Note intervals are named 1-based, semitone distances are counted 0-based.

This kind of distinction is done very rigidly, and yes, historical reasons play a large role. But once you leave the idea of equal temperament, semitones (or tones) as a unit stop making perfect sense.

And for better or worse, our precise notes may these days be equal-temperament, but the hearing of intervals in Western music isn't: you can walk in "thirds" through whole scales, and the resulting sound will be natural to our ears even though the result is having an irregular pattern of major and minor thirds (or 4 and 3 semitones of distance).

Playing such scales of thirds smoothly on an instrument organized by semitones (like a guitar or chromatic button accordion) rather than a note-based keyboard (like a piano) is actually taking a lot of practice.

So the "historical reasons" dividing an octave into non-equal notes rather than equal tones are actually still quite alive: dodecaphonic music has not taken the day.

Answer 4

Taking a look at any diatonic instrument (and for better or worse, Western music is built on diatonic scales), the most common scale step (a major second) is two semitones. A major third is a distance of two major seconds, and four semitones. There is no two-semitone third (twice-diminuished is not really cutting it). So there is some point in calling the most common scale step a "tone" rather than "two tones", even thought the underlying grid is that of semitones.

It's not that uncommon: angles are often viewed/analysed in terms of "quadrants", with a quadrant being a quarter of a full revolution/circle. "In the third quadrant" will ring a louder bell with mathematicians than "in the second half-plane". Indeed, the latter can even trigger the question "which quadrants do you define your half-planes to be on?".

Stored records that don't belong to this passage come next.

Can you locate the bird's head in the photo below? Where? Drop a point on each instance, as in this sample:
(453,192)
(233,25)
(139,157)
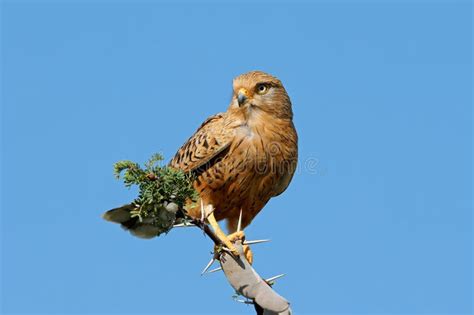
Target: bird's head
(259,91)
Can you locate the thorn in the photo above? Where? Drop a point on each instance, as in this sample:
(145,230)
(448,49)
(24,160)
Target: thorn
(244,301)
(215,270)
(239,225)
(184,225)
(208,266)
(255,242)
(272,279)
(203,215)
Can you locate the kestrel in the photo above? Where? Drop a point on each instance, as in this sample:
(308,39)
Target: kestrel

Now while the most common step in a scale covers a distance of two seminotes, you never place 6 such steps in a row in diatonic scales: a subdivision of an octave into 6 equal intervals is highly unnatural while a subdivision into 12 equal intervals is the basis of current scale construction.

So the principal unit is semitone (which, as a word, means "half tone"). If that offends your sense of mathematics: the principal standard international unit of mass is defined as the kilogram, 1kg, namely 1000 grams. According to etymology, the basic unit should be the gram.

If something as dignified as an international unit standard can use a multiple as a base unit, why shouldn't musicians be allowed to use a "semitone" as their base unit? It turns out that "1 cent" is actually 100th of a semitone, so the semitone as an anchor of musical reckoning is pretty firmly established, its name notwithstanding.